Department of Physics, Panjab University, Chandigarh, India

Department seminar

Date and time: 25 July 2014 (Friday), 12:00 noon
Venue: Seminar Hall

Title: Twist bend nematic phase in liquid crystals: A recent discovery

Speaker: Prof. J.K. Vij, Fellow Trinity College Dublin, MRIA; Honorary Professor of Electronic Materials, School of Engineering, Trinity College University of Dublin, Dublin 2, Ireland

Abstract: A fourth state of matter in which the material shows a combination of the properties of liquids and crystals is called a liquid crystal. This state of matter is distinct from the other three commonly known states: gases, liquids and solids (crystals). This fourth state was discovered by an Austrian Botanist Friedrich Reinitzer in 1888. He observed that as the temperature of the solid sample (cholesteryl benzoate) was increased, the crystal changed into a hazy milky liquid, and on further heating, it changed into a clear, transparent liquid.
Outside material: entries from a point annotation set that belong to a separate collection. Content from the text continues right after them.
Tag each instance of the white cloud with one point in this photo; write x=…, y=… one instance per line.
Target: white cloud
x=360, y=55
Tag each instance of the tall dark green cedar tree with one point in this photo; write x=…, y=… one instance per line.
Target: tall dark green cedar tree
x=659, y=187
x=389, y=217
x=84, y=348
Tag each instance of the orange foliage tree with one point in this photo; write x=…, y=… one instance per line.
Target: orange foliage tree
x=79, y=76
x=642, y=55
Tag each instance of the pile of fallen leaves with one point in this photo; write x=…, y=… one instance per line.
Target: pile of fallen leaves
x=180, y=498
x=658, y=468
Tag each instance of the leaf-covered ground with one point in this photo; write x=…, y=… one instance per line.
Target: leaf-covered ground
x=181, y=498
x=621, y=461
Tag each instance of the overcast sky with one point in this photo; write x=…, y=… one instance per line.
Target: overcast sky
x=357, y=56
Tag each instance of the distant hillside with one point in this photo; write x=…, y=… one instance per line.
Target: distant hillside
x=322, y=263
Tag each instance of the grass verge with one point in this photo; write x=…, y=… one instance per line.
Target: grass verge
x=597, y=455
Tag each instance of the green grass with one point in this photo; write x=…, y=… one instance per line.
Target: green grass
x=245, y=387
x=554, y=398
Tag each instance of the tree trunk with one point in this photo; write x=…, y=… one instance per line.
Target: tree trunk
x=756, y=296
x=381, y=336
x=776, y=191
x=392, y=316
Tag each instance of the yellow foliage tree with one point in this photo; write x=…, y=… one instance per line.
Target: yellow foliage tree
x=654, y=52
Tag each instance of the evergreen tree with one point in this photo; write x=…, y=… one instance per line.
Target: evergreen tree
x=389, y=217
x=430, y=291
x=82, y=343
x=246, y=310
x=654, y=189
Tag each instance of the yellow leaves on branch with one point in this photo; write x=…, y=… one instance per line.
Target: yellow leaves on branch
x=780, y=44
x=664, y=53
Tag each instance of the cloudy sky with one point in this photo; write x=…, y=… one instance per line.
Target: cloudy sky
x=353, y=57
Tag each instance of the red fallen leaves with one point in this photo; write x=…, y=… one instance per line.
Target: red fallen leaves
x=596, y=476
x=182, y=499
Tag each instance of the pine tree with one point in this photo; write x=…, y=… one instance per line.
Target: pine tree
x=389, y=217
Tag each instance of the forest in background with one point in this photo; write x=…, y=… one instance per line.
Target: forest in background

The field of liquid crystals remained of academic interest only to a few interested scientists internationally. The phase in which the molecules show a long-range orientational order and no positional order is called nematic liquid crystal. The best known and most widely used (for example, in modern displays) is the uniaxial nematic, with the rod-like molecules aligned along a single axis, called the director. When the molecules are chiral, the director twists in space, drawing a right-angle helicoid and remaining perpendicular to the helix axis; the structure is called a chiral nematic or cholesteric nematic phase.
A small academic interest continued until the year 1970 by which time some smectic phases with a limited positional and orientational order had also been discovered but by and large the field remained dormant for some 80 years until a crude display using a liquid crystal was demonstrated in the RCA labs in the USA in 1970. This demonstration gave rise to the birth of a large number of research groups in Europe, USA, Japan and India. Pierra de Gennes of the College de France was awarded the 1991 Physics Nobel prize for his seminal contributions to the theories of liquid crystals and of soft matter. Significant technological interest grew to the extent that by the year 2010, liquid crystal displays had almost exclusively replaced the CRT. The outcome has benefitted almost every human being on this planet in the display of information; to name a few - calculators, mobile phones, lap tops, desk top screens of computers and the most recent large TV screens and displays at airports. It will not be out of place to state here that no other technology other than the LCD has saved so much energy and has contributed to the IT revolution.
After some 125 years, a new nematic phase called the twist bend nematic phase has been discovered; its discovery was reported in 2013 by three groups including my research group almost simultaneously [1-3]. The ground work of this phase was laid down almost exclusively in my research group in Dublin [4-7] in collaboration with a group in the U.K. when in the year 2009, one of my graduate students Mamatha Nagaraj and a post doctoral Fellow - V. Panov observed unusual properties of a phase in bimesogenic liquid crystals. We initially called this as the Nx phase but our research papers and presentations interested many others to pursue this work. Here using transmission electron and optical microscopy, we experimentally demonstrate a new nematic order, formed by achiral molecules, in which the director follows an oblique helicoid, maintaining a constant oblique angle with the helix axis and experiencing twist and bend. The oblique helicoids have a nanoscale pitch. The new twist-bend nematic represents a structural link between the uniaxial nematic (no tilt) and a chiral nematic (helicoids with right-angle tilt).
At the 25th international liquid crystal conference held in Dublin June 29 to July 4 2014, this discovery has been hailed as one of the best in the field of liquid crystals during the last 20 years.
1 D. Chen, J. H. Porada, J. B. Hooper, A. Klittnick, Y. Shen, M. R.Tuchband, E. Korblova, D Bedrov, D. M. Walba, M. A. Glaser,J. E. Maclennan, and N. A. Clark, PNAS 110, 15931 (2013).